VPN is widely used in enterprises. Its purpose is to establish more secure connections between different branches or between employees on business trips and the enterprise office, and then perform other access operations based on this link, such as FTP, CRM, ERP, WWW, financial system, Internet telephone, etc. However, if you don’t have such high requirements and just want to provide services externally, you can consider using port mapping.
Today we will only discuss one type of port mapping/forwarding, which is also considered as DNAT. To allow Internet users to access servers on the Intranet, you need to perform port mapping on the Router of the egress gateway so that services on the Intranet can be accessed through the public IP address of the egress gateway plus the service port number. Therefore, the prerequisite for port mapping is that the Router connecting to the Internet through an ADSL broadband Router must have a dynamic or fixed Public IP address, or obtain a Public IP address assigned by the carrier through dial-up Internet access.

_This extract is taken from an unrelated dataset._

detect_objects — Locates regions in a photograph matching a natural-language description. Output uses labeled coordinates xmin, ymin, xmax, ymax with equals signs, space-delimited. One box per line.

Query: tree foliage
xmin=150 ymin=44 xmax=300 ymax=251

Port mapping is to map a port of the IP address of an extranet host to a machine on the Intranet to provide corresponding services. When a user accesses this port of the IP, the server automatically maps the request to a machine within the corresponding LAN. Port mapping can be dynamic or static.

Generally speaking, port mapping is to map the Intranet (LAN) IP address of a host to a public network (WAN) IP address. When a user accesses a port on a host that provides the port mapping, the server forwards the request to a host that provides the specific service on the LOCAL LAN. The port mapping function can also be used to map multiple ports of an external IP address machine to different ports on different Intranet machines. The port mapping function can also perform some agent-specific functions, such as proxy for POP, SMTP, TELNET, and other protocols. In theory, the mapping between 65535 (total number of ports) and 1024 (reserved number of ports) =64511 ports can be provided.

Port mapping is a common operation during router configuration. The purpose is to change ports for different services to achieve more flexible applications.

As the following show, Any device which is capable of reaching the Internet can access the IP camera on site A (192.168.2.2:80) via port mapping(10.5.30.180:8001).

Here we’re configuring the Router at site A.

After login to the Web UI, you can navigate to Status->Network Connections to check the static IP of the device. The cellular Static IP of my IR302 is 10.5.30.180.

Then you can navigate to Status->Device List to check the connected device and their assigned IP addresses. The IP of my IP camera is 192.168.2.2.

Firewall-> Port Mapping

Source IP: 0.0.0.0/0 (allow any IP from the external port- Cellular 1)
Service port: the service ports open on the router.Internal Address: IP addresses of the lower-end devices.Internal ports: service port of the lower-end devices.

For example, here is when any external address accesses port 8001 of 10.5.30.180 (assume it is dial-up assignment), it actually accesses port 80 of 192.168.2.2 (lower side IP camera)

the PC at site B can enter 10.5.30.180:8001 to access the IP camera on site A.